Publié le 01/10/2021

Plusieurs années après qu’un tribunal a arrêté son plan de redressement, une pharmacie saisit le tribunal d’une demande tendant à la modification du plan et propose aux créanciers d’opter entre un remboursement immédiat, assorti d’une remise à hauteur de 80 % de la somme restant due, et un réaménagement des modalités de leur remboursement intégral.

Les créanciers concernés sont informés de cette demande par le greffier en application de l’article R. 626-45 du Code de commerce.

La pharmacie ne peut reprocher à l’arrêt de rejeter sa demande tendant à ce qu’il soit dit que les créanciers n’ayant pas apporté de réponse dans le délai de quinze jours seront réputés avoir accepté un remboursement à hauteur de 20 % de la dette existante contre abandon du solde.
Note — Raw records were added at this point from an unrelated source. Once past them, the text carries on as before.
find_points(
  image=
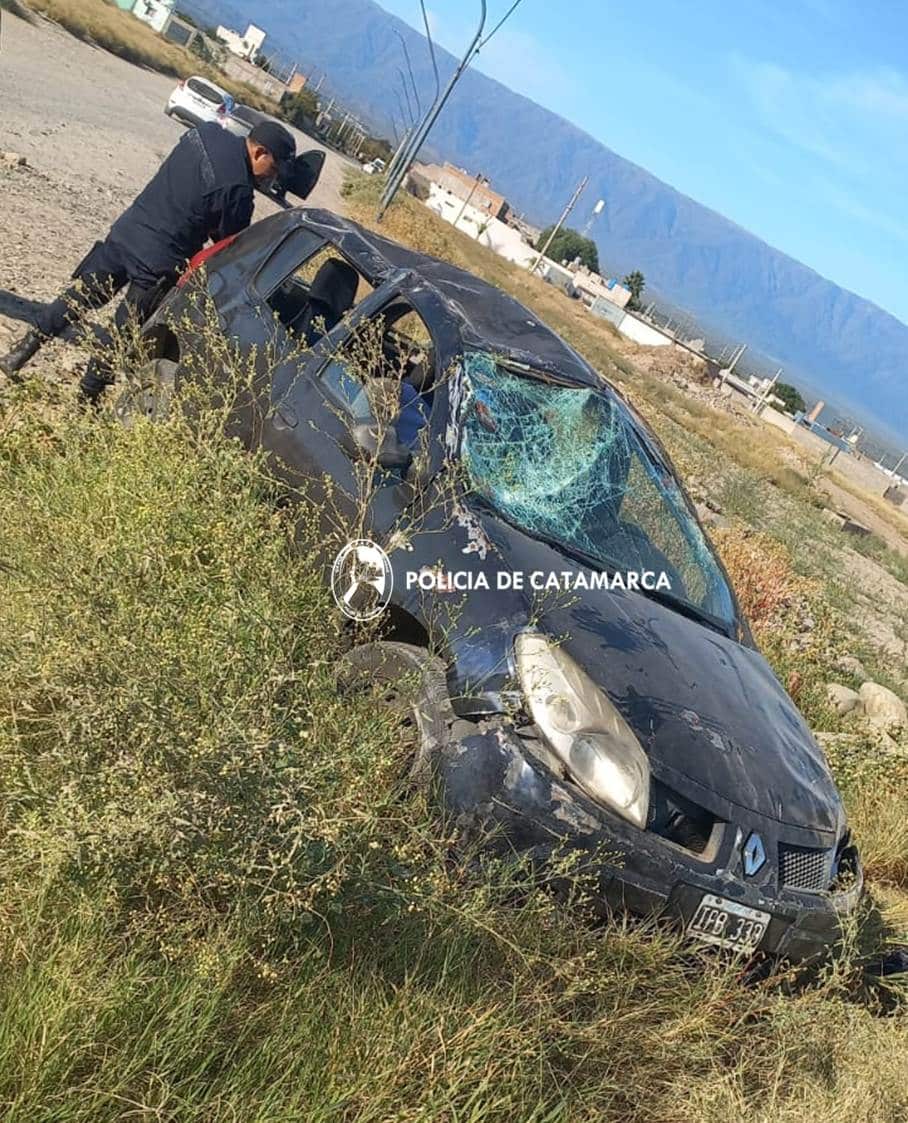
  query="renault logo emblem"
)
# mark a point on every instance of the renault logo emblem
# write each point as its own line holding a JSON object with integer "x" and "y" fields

En effet, c’est par l’exacte application des articles L. 626-5, L. 626-26 et R. 626-45, alinéa 3, du Code de commerce que, distinguant la consultation des créanciers par le mandataire judiciaire lors de l’élaboration du plan, prévue par le premier des textes précités, et leur information par le greffier sur une proposition de modification du plan portant sur les modalités d’apurement du passif, prévue par le dernier texte, la cour d’appel de Metz retient que, si, dans le premier cas, le défaut de réponse d’un créancier au mandataire judiciaire vaut acceptation des délais ou remises qui lui sont proposés, il n’en est pas de même dans le second, aucune disposition légale ou réglementaire ne déduisant de l’absence d’observations adressées au commissaire à l’exécution du plan par un créancier l’acceptation par celui-ci de la modification proposée.